TO THE EDITOR:
I’m not convinced of the sincerity in Chancellor Carol Fort’s apology for slavery and the use of slaves to help build the university. I sense a betrayal coming in the form of an attempt to remount the statue of Silent Sam on campus. Sam may remain silent in a static position, but believe me when I say that opponents of this vile display representing a murderous, onerous and despicable time in American history will not be silent and won’t stand idly by.
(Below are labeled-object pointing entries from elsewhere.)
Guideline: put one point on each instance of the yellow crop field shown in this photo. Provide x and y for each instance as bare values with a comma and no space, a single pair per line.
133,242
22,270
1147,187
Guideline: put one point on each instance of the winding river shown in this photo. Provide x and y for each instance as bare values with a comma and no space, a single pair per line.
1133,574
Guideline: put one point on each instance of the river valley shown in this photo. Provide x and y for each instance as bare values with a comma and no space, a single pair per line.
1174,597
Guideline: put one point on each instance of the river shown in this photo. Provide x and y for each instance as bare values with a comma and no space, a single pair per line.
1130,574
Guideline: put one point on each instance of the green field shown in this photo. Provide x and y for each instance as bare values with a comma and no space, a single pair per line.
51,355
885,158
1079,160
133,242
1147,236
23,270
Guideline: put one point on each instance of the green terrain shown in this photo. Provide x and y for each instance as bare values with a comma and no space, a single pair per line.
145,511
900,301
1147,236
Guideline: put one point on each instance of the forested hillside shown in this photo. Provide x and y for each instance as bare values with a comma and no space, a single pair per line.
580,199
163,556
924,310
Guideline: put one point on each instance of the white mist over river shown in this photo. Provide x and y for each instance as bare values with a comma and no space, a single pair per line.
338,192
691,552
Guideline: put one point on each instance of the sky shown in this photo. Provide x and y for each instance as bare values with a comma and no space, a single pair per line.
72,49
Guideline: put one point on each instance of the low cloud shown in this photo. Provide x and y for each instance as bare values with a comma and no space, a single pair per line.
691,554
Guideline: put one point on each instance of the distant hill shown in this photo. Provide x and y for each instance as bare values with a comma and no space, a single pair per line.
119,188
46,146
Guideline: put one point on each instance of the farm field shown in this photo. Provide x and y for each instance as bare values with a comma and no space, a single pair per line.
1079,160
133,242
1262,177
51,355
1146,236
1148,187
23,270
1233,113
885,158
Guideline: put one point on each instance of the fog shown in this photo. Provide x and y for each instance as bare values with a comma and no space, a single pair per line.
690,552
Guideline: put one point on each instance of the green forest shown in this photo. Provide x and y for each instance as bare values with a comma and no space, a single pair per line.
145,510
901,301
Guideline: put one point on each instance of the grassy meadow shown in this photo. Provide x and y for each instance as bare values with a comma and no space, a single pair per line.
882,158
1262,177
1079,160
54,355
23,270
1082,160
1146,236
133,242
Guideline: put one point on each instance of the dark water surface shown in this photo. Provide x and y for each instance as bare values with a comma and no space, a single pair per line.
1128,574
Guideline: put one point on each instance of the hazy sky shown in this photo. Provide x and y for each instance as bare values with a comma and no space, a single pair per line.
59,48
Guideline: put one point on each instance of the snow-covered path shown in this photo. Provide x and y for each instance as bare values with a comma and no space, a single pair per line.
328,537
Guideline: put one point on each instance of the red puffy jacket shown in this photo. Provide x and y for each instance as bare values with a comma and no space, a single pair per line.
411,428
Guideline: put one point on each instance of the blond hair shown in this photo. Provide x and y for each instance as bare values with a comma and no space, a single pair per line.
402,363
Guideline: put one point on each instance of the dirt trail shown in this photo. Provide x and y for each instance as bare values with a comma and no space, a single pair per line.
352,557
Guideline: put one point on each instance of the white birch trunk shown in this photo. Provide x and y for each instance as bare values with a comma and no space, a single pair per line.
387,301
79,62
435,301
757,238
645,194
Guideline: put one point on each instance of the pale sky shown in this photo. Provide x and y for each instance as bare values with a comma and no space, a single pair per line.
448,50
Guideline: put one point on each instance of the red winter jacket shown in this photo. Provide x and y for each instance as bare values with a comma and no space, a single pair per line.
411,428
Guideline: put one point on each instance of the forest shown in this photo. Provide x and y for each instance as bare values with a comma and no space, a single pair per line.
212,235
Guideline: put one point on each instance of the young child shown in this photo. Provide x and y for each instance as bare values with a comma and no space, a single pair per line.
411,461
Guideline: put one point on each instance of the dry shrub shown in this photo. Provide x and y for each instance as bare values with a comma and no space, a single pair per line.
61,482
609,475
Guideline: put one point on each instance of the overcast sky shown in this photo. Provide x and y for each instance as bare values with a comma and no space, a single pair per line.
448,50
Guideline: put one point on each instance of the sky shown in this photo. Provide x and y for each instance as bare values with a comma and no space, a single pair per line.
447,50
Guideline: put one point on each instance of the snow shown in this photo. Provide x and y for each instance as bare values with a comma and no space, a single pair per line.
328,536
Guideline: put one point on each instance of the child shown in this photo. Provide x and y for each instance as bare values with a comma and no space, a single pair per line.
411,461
We cannot continue to go back in our mind to those times each time we see or think of this horrific symbol on our campus whose students and graduates comprise a cross section of American society and not solely the descendants of Confederate soldiers and slave owners. There are thousands who are descendants of the raped, lynched, tortured, abused, over worked, emasculated, marginalized, disenfranchised and those sold as chattel who attend, or who have attended this great university.
We must look forward to a future that is pluralistic, diverse, fair and equitable. Not looking back through the silent but deadly gaze of a statue that immortalizes and celebrates this horrendous history of slavery and the fight for its continuation.
If statues like Silent Sam are to remain on public property, it must be equitably joined by statues, not plaques, depicting the horrors of slavery, lynchings, the break up of families at the auction block, sadistic and systematic rape of slave women and men, and laws codified to belittle and marginalize the descendants of the slaves.